Questions popped in mind were:
How to write unit tests and mock up threadlocals
can we use spring request scope beans to store user info as we can use spring dependency injections nicely
Since application filter we had was operating outside the scope of spring dispatcher servlet, how to get spring request scoped bean and store user info from application filter. [ For the curious, We are not using spring security ]
Finally, I took following steps:
Step1 - Convert ThreadLocal code to Service
Step2 - Declare the bean as request scope
Step3 - Register the RequestContextListener
In case of out of container request scope bean access, register the RequestContextListener.

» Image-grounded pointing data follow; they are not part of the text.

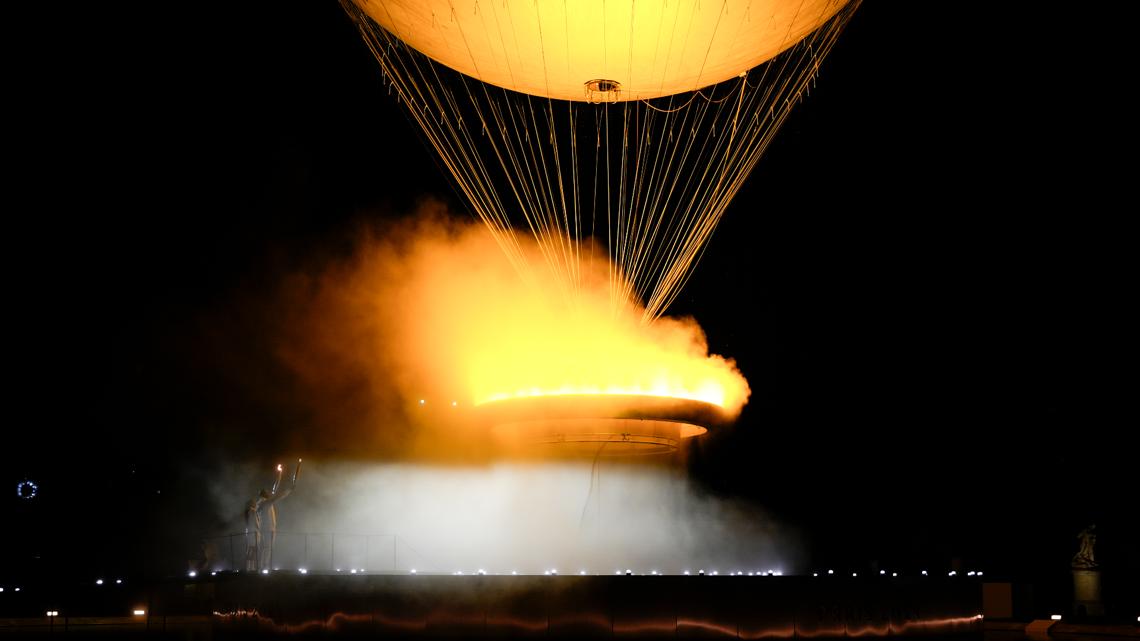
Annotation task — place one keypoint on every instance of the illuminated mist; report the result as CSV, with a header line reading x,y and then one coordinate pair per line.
x,y
390,348
436,308
504,517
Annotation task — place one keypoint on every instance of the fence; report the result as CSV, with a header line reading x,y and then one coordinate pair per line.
x,y
318,551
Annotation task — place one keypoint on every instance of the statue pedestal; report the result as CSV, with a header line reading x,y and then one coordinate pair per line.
x,y
1086,593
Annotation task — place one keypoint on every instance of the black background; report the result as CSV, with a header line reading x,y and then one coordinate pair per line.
x,y
926,281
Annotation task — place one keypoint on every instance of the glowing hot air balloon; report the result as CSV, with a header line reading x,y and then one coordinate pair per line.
x,y
610,131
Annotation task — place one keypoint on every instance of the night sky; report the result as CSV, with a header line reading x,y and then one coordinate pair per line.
x,y
925,281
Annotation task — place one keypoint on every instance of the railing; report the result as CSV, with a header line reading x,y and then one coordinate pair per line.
x,y
315,551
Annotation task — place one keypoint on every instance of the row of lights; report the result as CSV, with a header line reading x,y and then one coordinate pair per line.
x,y
925,573
554,571
136,611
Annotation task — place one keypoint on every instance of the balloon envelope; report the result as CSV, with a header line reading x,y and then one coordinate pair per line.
x,y
554,48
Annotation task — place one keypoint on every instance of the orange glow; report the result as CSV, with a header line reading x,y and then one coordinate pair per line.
x,y
509,339
543,349
431,314
553,48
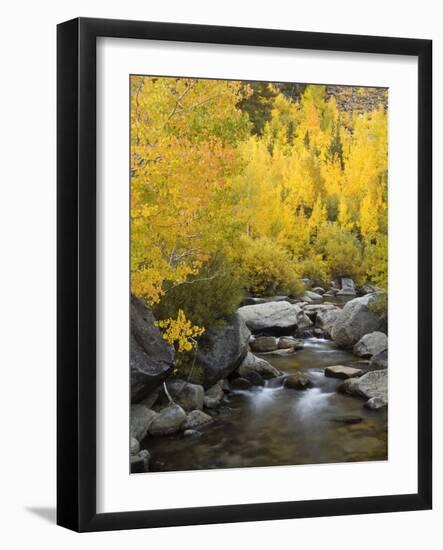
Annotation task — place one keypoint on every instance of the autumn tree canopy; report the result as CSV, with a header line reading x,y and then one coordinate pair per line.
x,y
249,186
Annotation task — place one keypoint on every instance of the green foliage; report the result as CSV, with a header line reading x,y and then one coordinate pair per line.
x,y
376,259
250,185
207,298
258,104
316,269
380,305
268,268
341,251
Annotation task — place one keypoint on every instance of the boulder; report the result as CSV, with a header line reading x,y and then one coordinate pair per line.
x,y
168,421
347,287
342,372
256,364
134,446
318,290
371,344
375,403
222,349
347,419
254,378
379,361
274,317
264,343
240,384
251,301
196,419
151,358
286,342
314,309
213,396
192,433
309,294
325,319
330,293
141,419
355,320
372,384
187,395
297,381
140,462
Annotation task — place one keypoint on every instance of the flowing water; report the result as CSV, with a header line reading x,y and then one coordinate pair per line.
x,y
274,425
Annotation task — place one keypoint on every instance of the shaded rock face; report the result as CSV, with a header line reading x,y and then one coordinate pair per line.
x,y
347,287
379,361
134,446
290,343
214,396
140,462
354,321
141,419
375,403
311,295
196,419
221,350
297,381
151,358
274,318
168,421
264,343
373,384
240,384
258,365
371,344
326,319
188,396
340,371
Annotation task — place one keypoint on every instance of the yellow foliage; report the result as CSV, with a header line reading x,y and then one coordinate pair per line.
x,y
180,332
305,197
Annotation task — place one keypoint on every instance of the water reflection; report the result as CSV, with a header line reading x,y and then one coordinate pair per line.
x,y
274,425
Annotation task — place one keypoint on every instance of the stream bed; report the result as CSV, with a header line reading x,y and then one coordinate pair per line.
x,y
274,425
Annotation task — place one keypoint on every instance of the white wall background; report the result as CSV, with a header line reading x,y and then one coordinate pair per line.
x,y
27,290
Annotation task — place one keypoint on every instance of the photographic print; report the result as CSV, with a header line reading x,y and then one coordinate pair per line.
x,y
259,269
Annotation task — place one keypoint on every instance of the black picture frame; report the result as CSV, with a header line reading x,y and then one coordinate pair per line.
x,y
76,265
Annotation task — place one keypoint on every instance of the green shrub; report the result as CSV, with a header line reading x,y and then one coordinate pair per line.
x,y
316,269
206,298
267,267
341,251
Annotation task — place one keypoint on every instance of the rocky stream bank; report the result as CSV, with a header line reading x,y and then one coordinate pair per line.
x,y
282,382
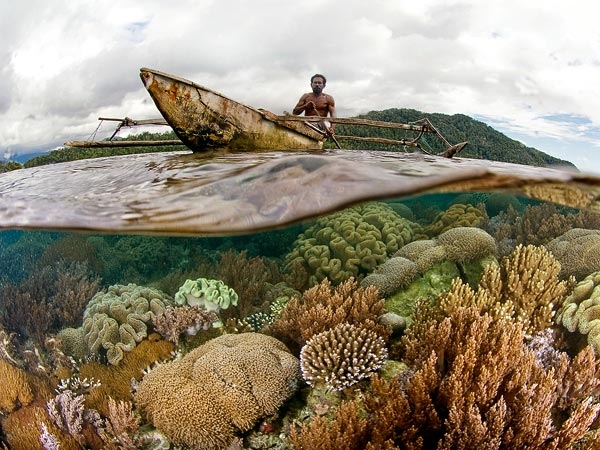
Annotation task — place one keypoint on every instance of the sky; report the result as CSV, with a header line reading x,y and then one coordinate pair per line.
x,y
530,69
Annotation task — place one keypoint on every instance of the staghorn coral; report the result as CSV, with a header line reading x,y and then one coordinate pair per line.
x,y
218,389
174,321
115,381
116,320
471,383
524,286
580,311
349,243
325,306
578,251
342,356
458,215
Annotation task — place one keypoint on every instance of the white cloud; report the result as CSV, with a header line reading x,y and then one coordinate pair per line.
x,y
65,63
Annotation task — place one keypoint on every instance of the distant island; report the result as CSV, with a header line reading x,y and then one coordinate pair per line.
x,y
484,141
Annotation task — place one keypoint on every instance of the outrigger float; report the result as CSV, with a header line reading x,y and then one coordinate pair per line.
x,y
205,120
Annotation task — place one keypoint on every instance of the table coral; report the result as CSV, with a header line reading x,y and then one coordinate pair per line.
x,y
219,389
116,320
350,243
578,251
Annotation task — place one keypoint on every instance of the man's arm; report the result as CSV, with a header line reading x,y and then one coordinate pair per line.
x,y
300,106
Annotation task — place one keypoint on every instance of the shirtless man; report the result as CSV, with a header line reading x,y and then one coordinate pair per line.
x,y
316,103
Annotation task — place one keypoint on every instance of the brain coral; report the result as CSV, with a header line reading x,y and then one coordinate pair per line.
x,y
116,320
342,356
218,389
350,242
578,251
457,215
581,310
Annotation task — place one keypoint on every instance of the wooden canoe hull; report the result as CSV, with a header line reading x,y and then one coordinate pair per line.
x,y
205,120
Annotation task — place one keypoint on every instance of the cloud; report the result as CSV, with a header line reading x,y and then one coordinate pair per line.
x,y
517,65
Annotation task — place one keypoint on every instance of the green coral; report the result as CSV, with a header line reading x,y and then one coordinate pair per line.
x,y
350,243
116,320
578,251
211,295
457,215
581,310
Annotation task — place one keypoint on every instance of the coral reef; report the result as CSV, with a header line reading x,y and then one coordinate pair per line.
x,y
459,245
471,383
16,390
578,251
174,321
218,389
525,287
116,320
210,295
580,311
458,215
349,243
323,307
342,356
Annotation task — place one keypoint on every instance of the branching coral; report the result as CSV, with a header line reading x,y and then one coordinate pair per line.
x,y
580,311
218,389
342,356
471,383
525,286
323,307
174,321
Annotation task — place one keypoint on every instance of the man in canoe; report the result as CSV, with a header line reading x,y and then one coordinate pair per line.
x,y
316,103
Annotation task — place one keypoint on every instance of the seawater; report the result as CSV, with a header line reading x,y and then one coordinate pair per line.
x,y
155,220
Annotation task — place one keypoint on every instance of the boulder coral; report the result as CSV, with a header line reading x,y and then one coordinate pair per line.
x,y
578,251
350,243
210,295
581,310
219,389
116,320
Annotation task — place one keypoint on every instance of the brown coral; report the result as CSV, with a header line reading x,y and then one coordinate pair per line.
x,y
222,387
578,251
323,307
580,311
342,356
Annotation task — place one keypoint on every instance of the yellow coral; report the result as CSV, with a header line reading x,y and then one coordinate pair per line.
x,y
581,310
16,390
222,387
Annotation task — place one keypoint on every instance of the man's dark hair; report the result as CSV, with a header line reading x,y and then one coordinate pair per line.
x,y
318,75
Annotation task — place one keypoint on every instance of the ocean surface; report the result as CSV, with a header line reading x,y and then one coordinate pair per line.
x,y
84,244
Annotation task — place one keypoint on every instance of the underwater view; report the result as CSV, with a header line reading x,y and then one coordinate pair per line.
x,y
315,301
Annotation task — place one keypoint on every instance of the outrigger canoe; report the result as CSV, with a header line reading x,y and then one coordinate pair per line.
x,y
204,120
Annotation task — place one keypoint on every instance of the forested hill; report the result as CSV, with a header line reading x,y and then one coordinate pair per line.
x,y
484,141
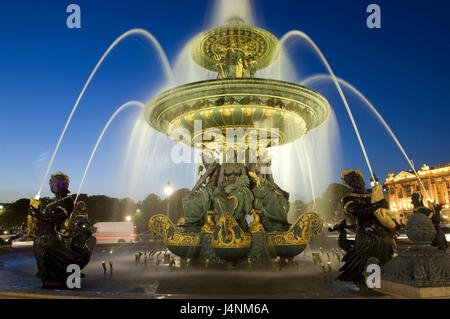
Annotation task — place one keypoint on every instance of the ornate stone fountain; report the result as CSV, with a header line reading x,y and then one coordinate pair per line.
x,y
236,212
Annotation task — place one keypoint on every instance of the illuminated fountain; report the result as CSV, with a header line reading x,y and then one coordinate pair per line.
x,y
236,211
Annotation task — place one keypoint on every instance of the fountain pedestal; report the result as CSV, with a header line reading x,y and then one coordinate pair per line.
x,y
421,271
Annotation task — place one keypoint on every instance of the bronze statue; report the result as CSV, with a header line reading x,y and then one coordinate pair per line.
x,y
235,64
434,214
58,244
373,239
197,203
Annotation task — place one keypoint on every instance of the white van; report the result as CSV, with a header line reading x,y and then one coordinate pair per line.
x,y
114,232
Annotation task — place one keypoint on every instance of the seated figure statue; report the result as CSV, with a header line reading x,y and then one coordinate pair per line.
x,y
270,199
439,240
198,202
51,251
373,239
236,199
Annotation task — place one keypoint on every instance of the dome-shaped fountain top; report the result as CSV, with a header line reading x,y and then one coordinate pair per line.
x,y
280,110
256,44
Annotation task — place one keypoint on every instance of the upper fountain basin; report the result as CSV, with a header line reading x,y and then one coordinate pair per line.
x,y
291,109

We would run into below exception, if we don’t add requestContextListener:
Caused by: java.lang.IllegalStateException: No thread-bound request found: Are you referring to request attributes outside of an actual web request, or processing a request outside of the originally receiving thread? If you are actually operating within a web request and still receive this message, your code is probably running outside of DispatcherServlet/DispatcherPortlet: In this case, use RequestContextListener or RequestContextFilter to expose the current request.
Step4 - Initialize your Service
Initialize the threadLocal as per your business logic. Get the access to bean via WebApplicationContextUtils.
Step5 - Inject request scope bean via constructor injection
After this we can easily mock UserInfoService in our unit tests and can inject it as a service in other service classes.